If you’re a hardcore fan of the Galaxy’s Greatest Comic then the news that near-forgotten humour strip Bonjo From Beyond The Stars is making a return 40-plus years after the original short series finished will delight or possibly astonish you. Full details of the new Garth Ennis and Kevin O’Neill-created series below. Surely relaunches for The Visible Man, Captain Klep, The Space Girls, Junker and Rick Random are now only just around the corner?
It’s the sequel no-one wanted and which authorities did everything they could to prevent – but the corpulent giant alien Bonjo From Beyond The Stars has escaped and is lurching back into the pages of 2000 AD!
Prepare for a brand new tale of bilious chaos and comical carnage written by Garth Ennis (Preacher, The Boys) and drawn by the legendary artist and original Bonjo creator Kevin O’Neill (Nemesis the Warlock, League of Extraordinary Gentlemen) – coming to the bumper Christmas issue of 2000 AD!
Bonjo From Beyond the Stars: Solids in the Bile Tube is a thirteen-page one-off story in 2000 AD Prog 2312, on sale 14 December 2022.
The strip marks O’Neill’s return to 2000 AD since drawing the concluding episode in 2000 of Nemesis the Warlock, his and Pat Mills’ groundbreaking series that began in 1980 and sealed O’Neill’s reputation as an artist of extraordinary skill and imagination.
However, Bonjo is no brave alien freedom fighter but a giant, idiotic alien with a voracious appetite who eats everything he comes into contact with! He now returns – unbidden, unwanted, and unfiltered – to 2000 AD in a gross, madcap and filthy new story that will have readers spraying invective with and at every page!

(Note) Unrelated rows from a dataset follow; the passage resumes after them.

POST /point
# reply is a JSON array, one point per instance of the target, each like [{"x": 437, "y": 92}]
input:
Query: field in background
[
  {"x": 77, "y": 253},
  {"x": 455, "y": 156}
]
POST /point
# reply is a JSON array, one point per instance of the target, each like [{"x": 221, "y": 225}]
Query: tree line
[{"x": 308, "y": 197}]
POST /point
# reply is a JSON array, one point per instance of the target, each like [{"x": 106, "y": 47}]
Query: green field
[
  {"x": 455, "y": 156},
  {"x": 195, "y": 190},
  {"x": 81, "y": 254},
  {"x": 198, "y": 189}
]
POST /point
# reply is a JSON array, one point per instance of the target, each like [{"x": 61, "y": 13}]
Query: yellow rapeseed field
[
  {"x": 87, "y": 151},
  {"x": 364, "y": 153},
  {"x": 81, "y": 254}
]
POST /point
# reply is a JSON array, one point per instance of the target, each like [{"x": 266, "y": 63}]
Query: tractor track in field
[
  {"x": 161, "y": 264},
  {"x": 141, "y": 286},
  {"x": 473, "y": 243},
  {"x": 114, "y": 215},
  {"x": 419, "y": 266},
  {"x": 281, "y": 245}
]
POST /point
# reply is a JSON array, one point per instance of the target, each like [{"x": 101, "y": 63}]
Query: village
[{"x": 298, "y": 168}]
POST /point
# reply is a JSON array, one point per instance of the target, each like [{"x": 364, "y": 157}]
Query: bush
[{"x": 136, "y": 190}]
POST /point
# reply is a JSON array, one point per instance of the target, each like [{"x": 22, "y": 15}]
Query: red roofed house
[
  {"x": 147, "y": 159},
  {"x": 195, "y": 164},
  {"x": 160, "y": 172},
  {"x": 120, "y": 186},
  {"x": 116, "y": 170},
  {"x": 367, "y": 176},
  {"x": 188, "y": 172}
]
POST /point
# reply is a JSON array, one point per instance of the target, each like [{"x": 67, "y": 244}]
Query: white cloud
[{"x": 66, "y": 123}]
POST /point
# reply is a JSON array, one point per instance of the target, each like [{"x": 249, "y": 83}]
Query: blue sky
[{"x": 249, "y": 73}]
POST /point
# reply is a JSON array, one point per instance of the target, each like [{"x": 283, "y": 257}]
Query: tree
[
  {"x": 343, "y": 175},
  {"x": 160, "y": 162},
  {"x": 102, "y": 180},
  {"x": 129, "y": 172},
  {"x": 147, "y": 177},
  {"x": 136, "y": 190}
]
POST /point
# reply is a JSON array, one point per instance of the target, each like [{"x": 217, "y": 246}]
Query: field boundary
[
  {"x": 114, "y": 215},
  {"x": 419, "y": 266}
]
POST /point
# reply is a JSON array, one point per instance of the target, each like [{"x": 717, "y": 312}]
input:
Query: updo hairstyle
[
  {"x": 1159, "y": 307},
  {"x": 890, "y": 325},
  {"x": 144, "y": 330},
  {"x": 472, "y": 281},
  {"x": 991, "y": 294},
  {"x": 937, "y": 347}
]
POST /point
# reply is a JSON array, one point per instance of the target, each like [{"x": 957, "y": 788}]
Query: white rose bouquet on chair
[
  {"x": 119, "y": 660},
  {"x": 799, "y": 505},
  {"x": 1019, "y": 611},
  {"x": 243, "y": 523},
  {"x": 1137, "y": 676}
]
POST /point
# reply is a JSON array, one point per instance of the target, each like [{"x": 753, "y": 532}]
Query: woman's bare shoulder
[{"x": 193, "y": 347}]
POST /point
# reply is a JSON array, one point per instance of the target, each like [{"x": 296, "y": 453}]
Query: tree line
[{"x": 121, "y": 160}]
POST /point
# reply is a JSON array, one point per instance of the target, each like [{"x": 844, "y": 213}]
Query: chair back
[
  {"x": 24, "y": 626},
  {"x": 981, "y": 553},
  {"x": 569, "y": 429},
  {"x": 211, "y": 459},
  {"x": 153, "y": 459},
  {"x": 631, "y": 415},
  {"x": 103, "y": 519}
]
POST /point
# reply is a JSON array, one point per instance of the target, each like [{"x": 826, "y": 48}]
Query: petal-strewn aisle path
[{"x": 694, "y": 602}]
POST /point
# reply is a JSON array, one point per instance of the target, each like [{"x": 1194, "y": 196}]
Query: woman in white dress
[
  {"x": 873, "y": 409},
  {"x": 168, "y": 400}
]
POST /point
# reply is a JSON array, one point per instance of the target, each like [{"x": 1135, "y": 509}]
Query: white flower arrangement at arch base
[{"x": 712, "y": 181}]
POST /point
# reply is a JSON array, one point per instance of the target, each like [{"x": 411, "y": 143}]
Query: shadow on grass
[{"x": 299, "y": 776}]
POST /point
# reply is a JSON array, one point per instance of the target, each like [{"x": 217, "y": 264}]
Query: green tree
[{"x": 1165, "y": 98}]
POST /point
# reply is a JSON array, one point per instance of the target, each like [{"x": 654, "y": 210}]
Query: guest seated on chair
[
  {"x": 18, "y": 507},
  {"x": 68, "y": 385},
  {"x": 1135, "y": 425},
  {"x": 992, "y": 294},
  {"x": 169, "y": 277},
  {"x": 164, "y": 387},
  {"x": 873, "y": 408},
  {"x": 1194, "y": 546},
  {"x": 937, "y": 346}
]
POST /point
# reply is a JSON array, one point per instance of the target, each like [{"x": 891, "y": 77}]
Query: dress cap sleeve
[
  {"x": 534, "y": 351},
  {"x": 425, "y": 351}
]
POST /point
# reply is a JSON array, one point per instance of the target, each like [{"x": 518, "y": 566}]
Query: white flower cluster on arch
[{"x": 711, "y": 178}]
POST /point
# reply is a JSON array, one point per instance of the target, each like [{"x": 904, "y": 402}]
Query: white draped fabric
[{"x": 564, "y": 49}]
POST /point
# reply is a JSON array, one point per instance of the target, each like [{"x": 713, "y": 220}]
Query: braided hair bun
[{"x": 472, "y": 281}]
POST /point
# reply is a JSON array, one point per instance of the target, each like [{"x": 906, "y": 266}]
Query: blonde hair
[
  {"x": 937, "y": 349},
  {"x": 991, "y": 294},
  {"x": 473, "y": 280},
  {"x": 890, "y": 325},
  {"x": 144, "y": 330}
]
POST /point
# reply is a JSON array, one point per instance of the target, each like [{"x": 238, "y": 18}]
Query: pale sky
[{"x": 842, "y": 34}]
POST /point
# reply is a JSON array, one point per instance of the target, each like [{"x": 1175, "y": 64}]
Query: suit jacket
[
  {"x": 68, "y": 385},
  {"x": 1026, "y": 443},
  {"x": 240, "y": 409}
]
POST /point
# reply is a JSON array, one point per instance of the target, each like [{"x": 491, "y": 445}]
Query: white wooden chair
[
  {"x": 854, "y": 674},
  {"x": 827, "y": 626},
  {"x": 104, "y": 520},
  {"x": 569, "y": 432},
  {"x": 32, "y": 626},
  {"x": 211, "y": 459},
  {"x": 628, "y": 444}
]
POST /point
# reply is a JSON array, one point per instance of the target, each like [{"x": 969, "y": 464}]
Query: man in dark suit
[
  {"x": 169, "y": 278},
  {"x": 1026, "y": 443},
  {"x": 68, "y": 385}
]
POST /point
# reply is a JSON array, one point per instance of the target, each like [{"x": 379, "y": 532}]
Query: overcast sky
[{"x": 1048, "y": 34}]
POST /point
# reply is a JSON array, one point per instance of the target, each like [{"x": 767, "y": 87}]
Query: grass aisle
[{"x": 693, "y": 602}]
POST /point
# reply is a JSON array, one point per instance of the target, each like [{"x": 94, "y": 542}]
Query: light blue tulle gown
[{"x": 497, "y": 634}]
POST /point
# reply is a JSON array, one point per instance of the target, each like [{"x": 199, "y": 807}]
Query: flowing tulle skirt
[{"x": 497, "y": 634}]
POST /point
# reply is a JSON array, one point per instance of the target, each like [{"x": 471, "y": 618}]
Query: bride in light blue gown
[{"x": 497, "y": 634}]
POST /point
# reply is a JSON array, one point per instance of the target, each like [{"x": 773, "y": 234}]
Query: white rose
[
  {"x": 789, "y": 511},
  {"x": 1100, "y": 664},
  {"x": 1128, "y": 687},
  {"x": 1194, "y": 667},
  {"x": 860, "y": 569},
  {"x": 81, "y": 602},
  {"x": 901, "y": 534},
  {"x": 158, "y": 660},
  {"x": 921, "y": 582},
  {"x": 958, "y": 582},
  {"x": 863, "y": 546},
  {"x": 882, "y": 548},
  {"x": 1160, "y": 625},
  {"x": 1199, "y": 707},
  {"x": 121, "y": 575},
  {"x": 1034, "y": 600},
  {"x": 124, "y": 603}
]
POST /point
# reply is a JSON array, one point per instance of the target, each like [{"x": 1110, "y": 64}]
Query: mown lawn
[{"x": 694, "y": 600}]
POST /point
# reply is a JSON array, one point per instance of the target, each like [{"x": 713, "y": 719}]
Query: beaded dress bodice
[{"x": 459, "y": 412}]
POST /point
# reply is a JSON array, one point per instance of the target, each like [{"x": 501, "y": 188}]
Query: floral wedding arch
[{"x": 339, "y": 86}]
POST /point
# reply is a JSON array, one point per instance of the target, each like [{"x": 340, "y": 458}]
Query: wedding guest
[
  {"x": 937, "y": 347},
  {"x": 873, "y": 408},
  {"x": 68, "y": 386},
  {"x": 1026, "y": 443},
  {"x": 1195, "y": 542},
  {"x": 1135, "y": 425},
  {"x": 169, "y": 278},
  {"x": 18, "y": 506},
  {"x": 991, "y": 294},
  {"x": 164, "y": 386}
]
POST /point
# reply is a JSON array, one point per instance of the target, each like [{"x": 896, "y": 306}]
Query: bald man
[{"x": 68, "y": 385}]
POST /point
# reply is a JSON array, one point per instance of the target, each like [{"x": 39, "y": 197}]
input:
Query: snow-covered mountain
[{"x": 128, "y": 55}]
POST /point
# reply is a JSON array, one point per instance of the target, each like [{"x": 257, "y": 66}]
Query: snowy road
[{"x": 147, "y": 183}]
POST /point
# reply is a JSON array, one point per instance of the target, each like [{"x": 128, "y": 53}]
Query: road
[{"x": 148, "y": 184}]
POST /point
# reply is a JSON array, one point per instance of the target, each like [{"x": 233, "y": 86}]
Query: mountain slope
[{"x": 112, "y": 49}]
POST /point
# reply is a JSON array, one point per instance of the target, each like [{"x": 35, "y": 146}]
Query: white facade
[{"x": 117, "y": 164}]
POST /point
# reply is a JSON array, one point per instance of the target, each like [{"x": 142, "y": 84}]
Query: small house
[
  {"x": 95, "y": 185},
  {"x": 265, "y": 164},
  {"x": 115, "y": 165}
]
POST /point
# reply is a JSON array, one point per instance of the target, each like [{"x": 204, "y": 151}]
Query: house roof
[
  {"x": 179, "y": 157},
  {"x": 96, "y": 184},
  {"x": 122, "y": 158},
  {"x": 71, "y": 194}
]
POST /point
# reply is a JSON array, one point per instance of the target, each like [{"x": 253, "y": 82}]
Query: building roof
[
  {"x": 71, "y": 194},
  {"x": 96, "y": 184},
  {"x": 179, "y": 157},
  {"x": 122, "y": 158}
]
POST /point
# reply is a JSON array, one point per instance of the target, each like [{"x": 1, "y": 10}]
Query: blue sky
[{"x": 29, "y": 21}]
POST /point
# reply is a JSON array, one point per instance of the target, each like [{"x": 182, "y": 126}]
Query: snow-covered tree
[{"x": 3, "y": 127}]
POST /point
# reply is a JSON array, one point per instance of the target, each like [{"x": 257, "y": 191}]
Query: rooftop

When Tharg heads to a publishers’ conference and leaves the droids in charge, few expect the chaos that ensues when something emerges from the old filing cabinet marked ‘Progatory’, where old Thrills are supposed to go to die…
Garth Ennis said: ‘Bonjo’s been stuck in my head ever since I first read his adventures back in 1978 – the character himself is adorable, his supporting cast is inspired (M.A.C.H. Sponge, M.A.C.H. Elephant and the heroic M.A.C.H. Aardvark), but the dialogue is simply irresistible: “Darn it- solids in the bile tube again! Have to mash it back down!” and the unforgettable “Uuur, what for you stick plunger up hooter?” A question well worth pondering; I find myself remembering that one almost daily.
‘The story features Bonjo reappearing at the worst possible time in the worst possible way, as a money-hungry Tharg tries to impress other publishers with crossover possibilities featuring the Galaxy’s Greatest. What’s that stirring in the bottom drawer of the old King’s Reach Tower filing cabinet? Why should you never play poker with the VCs? And will Tharg’s droids save the day, or will they make things catastrophically worse?
‘Kev and I had a hoot with Kids Rule OK in the Battle Action special, and I was delighted when he got in touch about doing another short story. Bonjo immediately came to mind- it’s not quite my first exposure to his work, which pops up all over the early progs, but it’s close enough. Bonjo provides a nice opportunity to talk about embarrassing old concepts that emerge right when you don’t want them to- which let’s face it, is something that makes everyone laugh.
‘Or if not everyone, me and Kev.’
Kevin O’Neill said: ‘In space nobody can hear you- laugh! But Mad #215 used it: so BONJO 2: THIS TIME IT’S WARM! Kevin and Garth reboot unwanted, unloved and unburied page filler nobody asked for – took the Galactic Groats and ran.’
Matt Smith, editor of 2000 AD, said: ‘For the last forty-four years, Squaxx dek Thargo [readers of 2000 AD] had thought their progs were safe, that they’d seen the last of the interstellar menace. But he’s back, and not even Tharg can stop him. Bonjo From Beyond the Stars has returned in ‘Solids in the Bile Tube’, a thirteen-page story for the Xmas prog brought to you by Garth Ennis and Kevin O’Neill – and yes, it’s every bit as anarchic, filthy and bowel-looseningly funny as you’d expect. Few Thrills get as moist as this one, Earthlets.’
The original short humour strip, published over ten episodes between 1977 and 1978, was inspired by the humour titles of 2000 AD’s then-owners, IPC – including classic series such as Ken Reid’s ‘Faceache’.